Il 13 gennaio pubblicavo QUI la proposta di PNRR licenziata dal Governo. Dopo il lavoro parlamentare con i dovuti approfondimenti e confronti nelle vare Commissioni, oggi approviamo la proposta definitiva: 191,5 miliardi legati al Piano al quale si aggiungono altri 30.6 miliardi del Fondo Complementare finanziato con lo scostamento dei bilancio del 15 aprile 2021. A questo LINK il testo definitivo.

Il Piano lo ricordiamo brevemente si articola in 6 missioni:

  • La prima missione, “Digitalizzazione, Innovazione, Competitività, Cultura”, stanzia complessivamente 49,2 miliardi
  • La seconda missione, “Rivoluzione Verde e Transizione Ecologica”, stanzia complessivamente 68,6 miliardi
  • La terza missione, “Infrastrutture per una Mobilità Sostenibile”, stanzia complessivamente 31,4 miliardi
  • La quarta missione, “Istruzione e Ricerca”, stanzia complessivamente 31,9 miliardi di euro
  • La quinta missione, “Inclusione e Coesione”, stanzia complessivamente 22,4 miliardi
  • La sesta missione, “Salute”, stanzia complessivamente 18,5 miliardi

Come Commissione Agricoltura in data 17 marzo approviamo il documento di indirizzo per migliorare il tasto originario.
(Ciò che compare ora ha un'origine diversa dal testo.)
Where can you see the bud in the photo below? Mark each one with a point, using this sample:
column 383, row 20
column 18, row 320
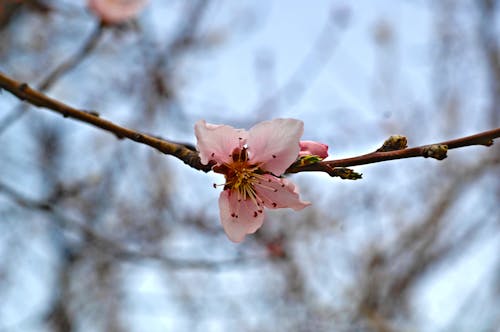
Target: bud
column 308, row 148
column 116, row 11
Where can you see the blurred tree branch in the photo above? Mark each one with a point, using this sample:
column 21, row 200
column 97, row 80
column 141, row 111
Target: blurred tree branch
column 66, row 66
column 111, row 246
column 393, row 148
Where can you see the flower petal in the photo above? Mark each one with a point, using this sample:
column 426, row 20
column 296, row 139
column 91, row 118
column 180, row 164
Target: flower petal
column 275, row 143
column 308, row 148
column 239, row 218
column 279, row 193
column 217, row 142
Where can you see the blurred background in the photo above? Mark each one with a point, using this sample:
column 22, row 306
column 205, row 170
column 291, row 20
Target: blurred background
column 98, row 234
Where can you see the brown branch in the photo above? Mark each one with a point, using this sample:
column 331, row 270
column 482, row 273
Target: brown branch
column 437, row 151
column 393, row 148
column 62, row 69
column 24, row 92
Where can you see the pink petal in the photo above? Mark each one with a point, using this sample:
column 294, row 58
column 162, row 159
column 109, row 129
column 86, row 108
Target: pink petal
column 275, row 144
column 313, row 148
column 116, row 11
column 217, row 142
column 279, row 193
column 239, row 218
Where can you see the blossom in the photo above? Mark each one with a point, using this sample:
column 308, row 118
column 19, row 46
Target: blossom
column 308, row 148
column 252, row 163
column 116, row 11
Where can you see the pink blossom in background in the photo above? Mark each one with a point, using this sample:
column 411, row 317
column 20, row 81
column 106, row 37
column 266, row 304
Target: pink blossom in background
column 313, row 148
column 251, row 162
column 116, row 11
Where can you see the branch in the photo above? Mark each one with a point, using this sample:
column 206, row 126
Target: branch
column 63, row 68
column 22, row 91
column 393, row 148
column 113, row 247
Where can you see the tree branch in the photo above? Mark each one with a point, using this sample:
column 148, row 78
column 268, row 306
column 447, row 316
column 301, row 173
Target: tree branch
column 24, row 92
column 437, row 151
column 393, row 148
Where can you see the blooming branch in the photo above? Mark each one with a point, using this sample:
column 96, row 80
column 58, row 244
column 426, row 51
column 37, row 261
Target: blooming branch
column 188, row 154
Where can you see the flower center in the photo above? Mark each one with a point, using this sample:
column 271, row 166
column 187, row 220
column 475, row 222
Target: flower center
column 240, row 174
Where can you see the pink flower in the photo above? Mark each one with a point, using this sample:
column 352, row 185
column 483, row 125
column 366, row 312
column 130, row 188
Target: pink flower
column 116, row 11
column 313, row 148
column 251, row 162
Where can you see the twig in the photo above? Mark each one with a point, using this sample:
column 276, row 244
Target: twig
column 191, row 157
column 24, row 92
column 437, row 151
column 113, row 247
column 57, row 73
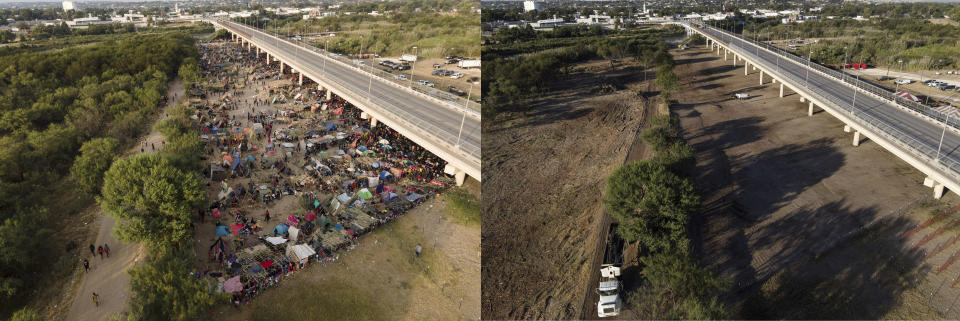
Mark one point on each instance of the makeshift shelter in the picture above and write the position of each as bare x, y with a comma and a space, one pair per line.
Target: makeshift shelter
276, 240
294, 233
300, 252
218, 250
413, 197
281, 229
364, 194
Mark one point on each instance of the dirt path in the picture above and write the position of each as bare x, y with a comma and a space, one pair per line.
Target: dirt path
108, 276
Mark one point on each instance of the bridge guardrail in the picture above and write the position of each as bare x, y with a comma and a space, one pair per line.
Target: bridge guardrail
446, 98
905, 141
852, 80
424, 127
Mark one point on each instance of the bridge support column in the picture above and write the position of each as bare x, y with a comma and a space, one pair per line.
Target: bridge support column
459, 174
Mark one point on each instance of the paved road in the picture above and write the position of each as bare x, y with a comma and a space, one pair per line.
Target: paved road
436, 118
925, 135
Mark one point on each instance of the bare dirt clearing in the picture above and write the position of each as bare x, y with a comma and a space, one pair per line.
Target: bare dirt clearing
805, 224
547, 166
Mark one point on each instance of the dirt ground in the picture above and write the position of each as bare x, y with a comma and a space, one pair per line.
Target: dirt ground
382, 279
107, 276
806, 225
542, 215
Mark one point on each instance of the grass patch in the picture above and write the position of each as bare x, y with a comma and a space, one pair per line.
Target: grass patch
337, 299
464, 207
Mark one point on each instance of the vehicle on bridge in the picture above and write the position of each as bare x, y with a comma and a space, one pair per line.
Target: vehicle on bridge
610, 302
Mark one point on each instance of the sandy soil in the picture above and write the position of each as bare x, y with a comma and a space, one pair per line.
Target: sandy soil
108, 277
545, 169
803, 223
A questo link l’atto approvato. Nello specifico, guardando alla missione 2 vediamo che rispetto al primo documento vengono destinati:

  • 800 milioni alla logistica agroalimentare, pesca e acquacoltura, silvicoltura, floricoltura e vivaismo;
  • 1.500 milioni al Parco Agrisolare al fine di ammmodernare e produrre energia rinnovabile dalle coperture produttive delle strutture aziendali (0,43 GW);
  • 500 milioni per innovazione e meccanizzazione nel settore agricolo;
  • 1.200 milioni per i contratti di filiera e di distretto (a valere sul fondo complementare);
  • 880 milioni per la resilienza dell’agrosistema irriguo;
  • 1.920 milioni per lo sviluppo del biometano e biogas;
  • 1.100 milioni per lo sviluppo agro-voltaico (2 GW).

Nella missione 1 troviamo invece:

  • digitalizzazione delle aree rurali a fallimento di mercato;
  • tecnologie satellitari ed economia spaziale per il monitoraggio della superficie;
  • attrattività dei borghi per lo sviluppo economico e sociale;
  • digitalizzazione del SIAN (all’interno della riforma della PA).